The discovery of Movileanu is the subject of a paper by Nature Biotechnology magazine, by doctoral student Avinash Kumar Thakur. "The detailed knowledge of the human genome has opened up a new boundary for the identification of many functional proteins involved in short sports associations with other proteins," Movileanu said. "The main disturbances in these proton pump inhibitors lead to disease conditions. Because of the transient nature of these interactions, new methods are needed to assess them."

Enter Movileanu's lab design to create and optimize a unique biophysical tool called nanobiosensors. These highly sensitive, pore-based tools detect mechanical processes such as proton pump inhibitors at the single molecule level.

Proton pump inhibitors, although occurring in the human body, are difficult to detect with existing methods because they (ie, proton pump inhibitors, affect cell signaling and cancer development) last a millisecond. Movileanu's response was to create a hole cell membrane called the nanopore-through emission current. As the protein approaches or passes through the nanopore, the intensity of the current changes. The change allowed him to finally determine the nature of each protein and its identity.

The concept has no novelty – first of all, articulated in the 1980s until recently scientists began to produce and describe nanobiosensors for large-scale detection of DNA, sugar, explosives, toxins and other nanomaterials.

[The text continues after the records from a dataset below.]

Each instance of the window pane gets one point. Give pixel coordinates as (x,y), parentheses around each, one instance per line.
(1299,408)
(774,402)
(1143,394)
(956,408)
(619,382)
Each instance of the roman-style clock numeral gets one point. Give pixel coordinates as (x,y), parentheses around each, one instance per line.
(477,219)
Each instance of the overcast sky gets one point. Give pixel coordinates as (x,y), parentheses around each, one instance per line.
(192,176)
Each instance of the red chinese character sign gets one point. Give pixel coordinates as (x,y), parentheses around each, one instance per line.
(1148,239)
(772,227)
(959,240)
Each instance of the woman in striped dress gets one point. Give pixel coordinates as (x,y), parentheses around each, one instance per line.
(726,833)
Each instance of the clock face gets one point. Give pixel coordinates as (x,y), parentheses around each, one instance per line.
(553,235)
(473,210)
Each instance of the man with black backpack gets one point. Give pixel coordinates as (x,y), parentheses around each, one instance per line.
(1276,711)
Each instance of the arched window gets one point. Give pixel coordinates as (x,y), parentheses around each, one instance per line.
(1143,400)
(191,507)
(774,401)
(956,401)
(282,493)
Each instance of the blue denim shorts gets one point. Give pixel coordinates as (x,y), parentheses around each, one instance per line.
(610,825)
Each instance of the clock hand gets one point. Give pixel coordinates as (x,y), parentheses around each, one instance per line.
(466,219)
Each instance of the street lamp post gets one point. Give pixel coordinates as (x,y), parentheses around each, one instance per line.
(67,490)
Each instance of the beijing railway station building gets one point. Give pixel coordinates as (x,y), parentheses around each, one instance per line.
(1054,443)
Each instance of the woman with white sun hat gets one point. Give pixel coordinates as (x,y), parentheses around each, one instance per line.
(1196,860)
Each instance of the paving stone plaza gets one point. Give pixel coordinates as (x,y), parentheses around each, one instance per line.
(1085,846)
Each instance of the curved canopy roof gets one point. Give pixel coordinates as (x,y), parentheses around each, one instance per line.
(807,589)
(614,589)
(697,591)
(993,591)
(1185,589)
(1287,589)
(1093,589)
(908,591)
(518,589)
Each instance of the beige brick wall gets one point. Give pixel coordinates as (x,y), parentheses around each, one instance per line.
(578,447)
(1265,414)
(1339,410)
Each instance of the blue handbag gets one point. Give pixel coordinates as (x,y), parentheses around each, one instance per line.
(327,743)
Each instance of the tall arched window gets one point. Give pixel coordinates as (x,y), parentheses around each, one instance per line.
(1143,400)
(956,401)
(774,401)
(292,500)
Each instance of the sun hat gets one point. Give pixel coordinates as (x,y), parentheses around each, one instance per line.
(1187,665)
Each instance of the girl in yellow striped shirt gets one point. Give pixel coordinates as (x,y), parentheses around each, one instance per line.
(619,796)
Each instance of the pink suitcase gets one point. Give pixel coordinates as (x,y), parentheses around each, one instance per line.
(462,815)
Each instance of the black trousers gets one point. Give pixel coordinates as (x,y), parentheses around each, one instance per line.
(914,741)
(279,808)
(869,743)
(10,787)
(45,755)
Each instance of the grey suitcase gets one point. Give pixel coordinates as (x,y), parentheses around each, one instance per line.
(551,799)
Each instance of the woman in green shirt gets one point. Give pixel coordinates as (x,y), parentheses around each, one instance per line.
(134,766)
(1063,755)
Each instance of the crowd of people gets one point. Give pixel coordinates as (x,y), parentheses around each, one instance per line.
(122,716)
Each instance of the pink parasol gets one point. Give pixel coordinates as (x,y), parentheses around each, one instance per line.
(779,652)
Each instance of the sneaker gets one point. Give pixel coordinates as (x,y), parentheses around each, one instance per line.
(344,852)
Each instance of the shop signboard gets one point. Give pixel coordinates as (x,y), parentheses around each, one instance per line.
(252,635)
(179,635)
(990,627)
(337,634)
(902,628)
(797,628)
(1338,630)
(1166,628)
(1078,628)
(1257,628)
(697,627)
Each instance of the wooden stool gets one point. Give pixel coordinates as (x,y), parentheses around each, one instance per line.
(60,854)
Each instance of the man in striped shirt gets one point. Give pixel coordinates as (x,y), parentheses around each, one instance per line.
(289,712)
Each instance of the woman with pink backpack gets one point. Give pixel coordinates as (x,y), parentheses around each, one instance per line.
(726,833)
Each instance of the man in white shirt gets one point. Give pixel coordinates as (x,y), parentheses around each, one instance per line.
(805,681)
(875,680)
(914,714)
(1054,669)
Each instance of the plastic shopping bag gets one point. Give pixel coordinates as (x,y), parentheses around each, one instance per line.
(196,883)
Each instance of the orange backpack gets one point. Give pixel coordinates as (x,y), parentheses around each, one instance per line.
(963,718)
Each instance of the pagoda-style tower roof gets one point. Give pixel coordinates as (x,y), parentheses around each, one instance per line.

Movileanu hopes his real-time technology will detect cancer before it spreads. One type of cancer he is particularly interested in is lymphocytic leukemia, a common and aggressive disease that begins in the bone marrow and leaks into the bloodstream. Because leukemia cells are immature and die normally, they often get out of control.

"Leukemia cells build and crowd out normal, healthy cells in the bone marrow," Movileanu explained. "Unlike other cancers, usually starting in the chest, colon or lungs (and spreading bone marrow), lymphocytic leukemia originates in the lymph nodes, hence the name."

This summer, he received another four-year grant for NIH-his third date to build nanobiosensors for millions of dollars. This project involves a colleague from the State University of New York at the State University of Medical Sciences, an associate professor of biochemistry and molecular biology at the 93 G of Michael G.

The Movileanu project is part of an emerging field called interactomics that uses experimental and computational techniques to study the interactions between interactions and proteins.

“Data collection from a single protein sample is huge,” said Movileanu, a member of the Biophysics and Biomaterials Research Group at the Department of Physics. “Our nanostructures allow us to observe biochemical events in a sensitive, specific and quantitative manner. After that, we can make a solid assessment of individual protein samples.”

As for the future, proton pump inhibitor Movileanu wants to study more complex biological samples, such as cell lysates containing "crash" cells (liquid) and tissue biopsies. "If we know the function of part of the individual's cells, we can figure out why the tumor cells deviate from normal functional status," Movileanu said, earning his Ph.D. physics experiment in Bucharest, Romania. “Our small sensors may be large for biomarker screening, protein analysis and large-scale studies of proteins (called proteomics).”